The Cooper Companies, Inc. stock research
FY2023 Q3
The Cooper Companies (COO) Gross Margin — Quarter Ended Jul 31, 2023
Revenue and gross profit both increased compared to the prior quarter and the same quarter last year, while cost of revenue also rose. Gross margin weakened slightly from the prior quarter but was stable compared to the same quarter last year.
Gross margin takeaway
Quarter ended Jul 31, 2023 · FY2023 Q3
Revenue and gross profit both increased compared to the prior quarter and the same quarter last year, while cost of revenue also rose.

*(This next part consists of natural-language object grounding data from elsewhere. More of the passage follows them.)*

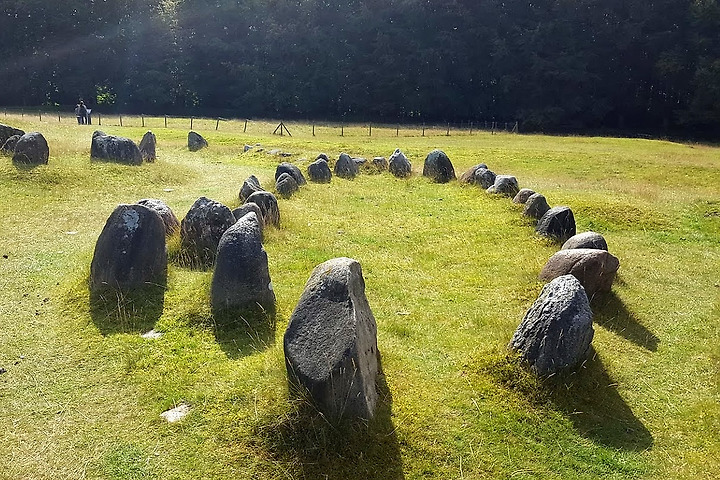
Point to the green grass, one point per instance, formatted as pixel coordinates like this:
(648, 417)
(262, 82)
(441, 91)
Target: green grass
(449, 271)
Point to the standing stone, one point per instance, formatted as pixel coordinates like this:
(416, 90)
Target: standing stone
(130, 251)
(31, 149)
(319, 171)
(586, 240)
(595, 269)
(346, 167)
(268, 206)
(117, 149)
(241, 280)
(292, 170)
(399, 165)
(331, 342)
(557, 330)
(438, 167)
(196, 142)
(202, 228)
(147, 147)
(536, 206)
(557, 223)
(166, 214)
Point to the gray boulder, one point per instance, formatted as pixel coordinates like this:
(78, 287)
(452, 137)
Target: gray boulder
(557, 330)
(202, 228)
(116, 149)
(130, 252)
(346, 167)
(523, 195)
(31, 149)
(438, 167)
(166, 214)
(331, 342)
(399, 165)
(147, 147)
(241, 280)
(319, 171)
(595, 269)
(291, 170)
(196, 142)
(586, 240)
(557, 223)
(268, 206)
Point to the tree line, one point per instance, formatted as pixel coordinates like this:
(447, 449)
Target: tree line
(553, 65)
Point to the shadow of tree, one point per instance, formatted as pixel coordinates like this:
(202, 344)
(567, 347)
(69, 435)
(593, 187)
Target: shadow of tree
(306, 442)
(612, 314)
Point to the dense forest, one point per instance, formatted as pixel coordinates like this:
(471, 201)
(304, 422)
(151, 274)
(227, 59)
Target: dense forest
(554, 65)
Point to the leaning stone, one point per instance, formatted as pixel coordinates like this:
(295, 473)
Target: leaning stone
(595, 269)
(116, 149)
(557, 223)
(291, 170)
(202, 228)
(241, 280)
(31, 149)
(557, 330)
(438, 167)
(586, 240)
(130, 252)
(166, 214)
(331, 342)
(268, 206)
(196, 142)
(147, 147)
(536, 206)
(345, 167)
(319, 171)
(399, 165)
(523, 195)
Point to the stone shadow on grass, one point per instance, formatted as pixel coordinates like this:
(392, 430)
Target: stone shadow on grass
(306, 443)
(125, 311)
(611, 313)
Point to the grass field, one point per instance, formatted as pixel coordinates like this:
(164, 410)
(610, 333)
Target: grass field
(449, 270)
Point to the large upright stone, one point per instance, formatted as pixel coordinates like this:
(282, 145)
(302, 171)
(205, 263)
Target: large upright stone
(346, 167)
(268, 206)
(241, 280)
(202, 228)
(557, 330)
(130, 252)
(438, 167)
(557, 223)
(31, 149)
(399, 165)
(116, 149)
(331, 342)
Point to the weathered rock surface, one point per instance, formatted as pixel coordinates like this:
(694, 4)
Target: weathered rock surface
(31, 149)
(147, 147)
(557, 330)
(557, 223)
(166, 214)
(319, 171)
(202, 228)
(586, 240)
(399, 165)
(130, 252)
(331, 342)
(196, 142)
(345, 167)
(268, 206)
(438, 167)
(116, 149)
(595, 269)
(241, 279)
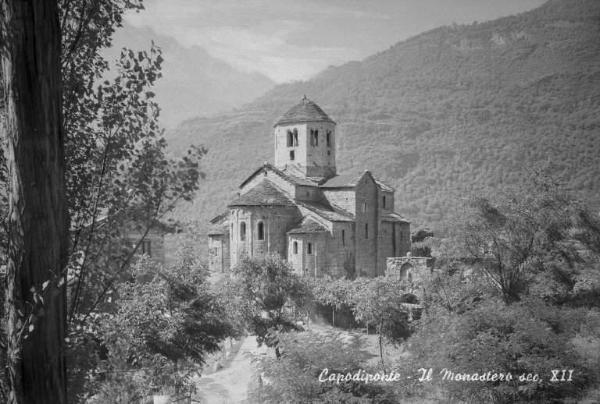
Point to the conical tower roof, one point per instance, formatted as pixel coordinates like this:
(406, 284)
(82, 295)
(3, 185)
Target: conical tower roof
(305, 111)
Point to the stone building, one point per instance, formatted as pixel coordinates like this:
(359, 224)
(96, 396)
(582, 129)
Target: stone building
(301, 208)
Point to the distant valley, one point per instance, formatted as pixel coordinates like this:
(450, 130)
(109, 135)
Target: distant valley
(451, 113)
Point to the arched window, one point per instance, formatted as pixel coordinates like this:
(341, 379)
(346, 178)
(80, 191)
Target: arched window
(261, 231)
(243, 231)
(405, 273)
(314, 137)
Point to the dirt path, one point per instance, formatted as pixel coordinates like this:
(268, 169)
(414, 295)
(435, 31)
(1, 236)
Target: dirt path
(230, 385)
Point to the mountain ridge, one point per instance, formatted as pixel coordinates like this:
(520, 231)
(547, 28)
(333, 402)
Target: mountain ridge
(452, 112)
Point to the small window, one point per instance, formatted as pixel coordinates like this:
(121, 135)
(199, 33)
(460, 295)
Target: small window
(147, 247)
(243, 231)
(261, 231)
(314, 137)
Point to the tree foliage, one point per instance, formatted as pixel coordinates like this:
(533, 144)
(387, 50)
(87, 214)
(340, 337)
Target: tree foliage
(261, 294)
(166, 322)
(294, 377)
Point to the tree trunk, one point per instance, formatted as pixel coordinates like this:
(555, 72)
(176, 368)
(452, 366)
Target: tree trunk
(30, 52)
(380, 345)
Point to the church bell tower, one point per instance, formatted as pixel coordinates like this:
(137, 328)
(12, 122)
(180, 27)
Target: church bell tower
(305, 141)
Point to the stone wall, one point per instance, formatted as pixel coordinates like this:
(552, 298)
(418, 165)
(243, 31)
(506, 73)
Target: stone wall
(366, 228)
(311, 160)
(218, 252)
(153, 244)
(277, 221)
(414, 270)
(310, 261)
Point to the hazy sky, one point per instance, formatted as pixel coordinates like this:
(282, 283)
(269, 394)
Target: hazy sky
(294, 39)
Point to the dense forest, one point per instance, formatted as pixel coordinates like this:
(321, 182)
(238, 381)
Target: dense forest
(453, 112)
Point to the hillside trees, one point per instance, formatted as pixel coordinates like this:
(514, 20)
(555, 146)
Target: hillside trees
(118, 178)
(522, 300)
(37, 220)
(166, 322)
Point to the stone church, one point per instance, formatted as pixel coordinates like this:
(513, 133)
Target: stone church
(323, 222)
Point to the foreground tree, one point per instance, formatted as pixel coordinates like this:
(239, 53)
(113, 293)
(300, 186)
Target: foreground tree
(37, 240)
(261, 294)
(166, 324)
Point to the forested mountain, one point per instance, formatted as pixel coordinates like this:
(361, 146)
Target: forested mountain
(194, 83)
(453, 112)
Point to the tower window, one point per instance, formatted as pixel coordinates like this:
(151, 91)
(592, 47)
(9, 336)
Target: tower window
(261, 231)
(314, 137)
(243, 231)
(147, 247)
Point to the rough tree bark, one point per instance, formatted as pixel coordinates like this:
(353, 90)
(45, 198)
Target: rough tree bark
(30, 59)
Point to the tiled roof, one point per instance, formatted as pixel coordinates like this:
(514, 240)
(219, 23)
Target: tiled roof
(264, 194)
(350, 179)
(217, 230)
(394, 217)
(285, 174)
(327, 212)
(384, 186)
(219, 218)
(305, 111)
(308, 226)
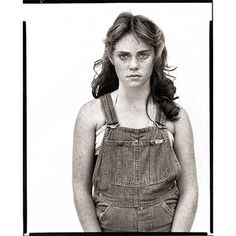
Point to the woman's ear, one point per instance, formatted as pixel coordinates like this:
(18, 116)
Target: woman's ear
(111, 60)
(160, 49)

Gross margin weakened slightly from the prior quarter but was stable compared to the same quarter last year.
- The strongest observable margin driver is the relationship between revenue growth and cost of revenue growth; revenue increased more than cost of revenue compared to the same quarter last year, supporting gross margin stability.
- Compared to the prior quarter, gross margin was slightly lower as cost of revenue grew at a faster pace than revenue. Compared to the same quarter last year, gross margin was essentially stable, with revenue and cost of revenue both higher.
Gross margin snapshot
The selected quarter's reported revenue, gross profit, direct costs, and margin comparisons.
Gross margin
65.6%
Gross profit
$610.0M
Revenue
$930.2M
Cost of revenue
$320.2M
Quarter-over-quarter change
-0.9 pts
Year-over-year change
+0.1 pts
Quarterly gross margin trend
A four-quarter view of the revenue and direct-cost bridge behind gross margin.
| Period | Revenue | Gross profit | Cost of revenue | Gross margin |
|---|---|---|---|---|
| Jan 31, 2023 | $858.5M | $558.5M | $300.0M | 65.1% |
| Apr 30, 2023 | $877.4M | $582.9M | $294.5M | 66.4% |
| Jul 31, 2023 | $930.2M | $610.0M | $320.2M | 65.6% |
Quarterly comparisons
Compare the selected margin with the preceding quarter and the same fiscal quarter one year earlier.
Previous-quarter change
Apr 30, 2023
-0.9 pts
Year-over-year change
Jul 31, 2022
+0.1 pts
What the margin says
Filing-constrained interpretation of margin direction, comparisons, and what to monitor next.
The strongest observable margin driver is the relationship between revenue growth and cost of revenue growth; revenue increased more than cost of revenue compared to the same quarter last year, supporting gross margin stability.
Compared to the prior quarter, gross margin was slightly lower as cost of revenue grew at a faster pace than revenue. Compared to the same quarter last year, gross margin was essentially stable, with revenue and cost of revenue both higher.
Monitor the trend in cost of revenue relative to revenue, as its faster growth in the current quarter compared to the prior quarter contributed to the slight margin weakening.